Conspicuous by it’s Absence

Those familiar with existing container technology will notice a number of components missing from a traditional container solution. Let’s quickly discuss these…

Containers vs Pods

The fundamental model in 20ft is that of a container - a single task in it’s own virtual machine. However, pod like behaviour (multiple tasks in a single vm) can be implemented by:

  • Explicitly spawning containers on the same node or…
  • Starting a container ‘asleep’ and launching individual processes within the container as and when they are needed.

Note that at this time running systemd within a container is not supported.

Port Mapping, Address Translation

Simply not necessary - each container has it’s own network stack and IP. Port mapping does occur, however, when exposing containers through a tunnel to localhost; and the requirement that the client side application has to be run with superuser privileges to open port numbers < 1024 remains in place.

Block Storage

20ft does not implement a shared block storage preferring instead to expose entire filesystems through NFS. We can use the snapshot and rollback facilities of ZFS from within the application.

Service Discovery

20ft does not run a KV store, dynamic DNS or similar service discovery mechanism.

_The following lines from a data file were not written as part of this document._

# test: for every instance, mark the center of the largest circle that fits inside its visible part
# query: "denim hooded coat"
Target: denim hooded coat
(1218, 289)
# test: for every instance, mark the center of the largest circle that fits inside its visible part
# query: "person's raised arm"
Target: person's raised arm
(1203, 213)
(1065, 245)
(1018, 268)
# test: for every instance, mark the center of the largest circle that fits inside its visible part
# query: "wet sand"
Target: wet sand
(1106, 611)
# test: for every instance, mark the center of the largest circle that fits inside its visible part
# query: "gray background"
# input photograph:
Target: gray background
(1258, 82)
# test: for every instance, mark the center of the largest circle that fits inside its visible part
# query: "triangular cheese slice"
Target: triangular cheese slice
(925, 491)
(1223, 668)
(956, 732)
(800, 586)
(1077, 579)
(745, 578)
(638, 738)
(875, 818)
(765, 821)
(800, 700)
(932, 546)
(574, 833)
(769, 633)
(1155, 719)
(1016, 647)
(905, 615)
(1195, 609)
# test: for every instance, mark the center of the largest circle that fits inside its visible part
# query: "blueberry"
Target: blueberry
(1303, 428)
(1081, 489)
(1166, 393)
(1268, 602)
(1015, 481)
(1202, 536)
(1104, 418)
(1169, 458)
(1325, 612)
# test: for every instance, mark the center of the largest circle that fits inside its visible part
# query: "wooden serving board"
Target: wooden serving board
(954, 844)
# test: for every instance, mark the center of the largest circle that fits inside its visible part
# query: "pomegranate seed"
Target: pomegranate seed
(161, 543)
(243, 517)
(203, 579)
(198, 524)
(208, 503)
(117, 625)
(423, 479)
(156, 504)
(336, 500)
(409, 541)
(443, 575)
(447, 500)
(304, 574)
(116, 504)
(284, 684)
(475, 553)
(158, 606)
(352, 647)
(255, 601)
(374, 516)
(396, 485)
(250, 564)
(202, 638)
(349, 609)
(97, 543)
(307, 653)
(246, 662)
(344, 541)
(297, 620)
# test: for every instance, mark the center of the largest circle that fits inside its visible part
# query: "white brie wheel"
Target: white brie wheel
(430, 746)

  • If a number of containers are delivered in a single session then the container objects may refer to each other freely.
  • It is possible to create a proxy object for an external (tagged) container in another session by calling Location.external_container.
  • Services can be delivered through the web endpoint. The endpoint supports wildcard DNS entries, virtual hosts and SNI.

In the rare occasion where an actual IP is still required it can be obtained by calling Container.private_ip().

Secrets Management

Secret management is assumed to be within the purview of the client side application. Note that since 20ft can write into configuration files before a container starts, passwords, authorised keys, certificates etc can be pre-boot injected into a container and requires no further customisation.

Auto Scaling

Containers are efficient enough that merely spawning ‘many’ containers spread across a variety nodes is a valid solution - if they sit idle for 99% of the time, it really does not matter.

A Docker Registry

20ft caches images so provided a given image has been run once, it is ready to be started from any session. Note that this doesn’t preclude the use of a docker registry, and that container images can still (and should) be backed up using docker save.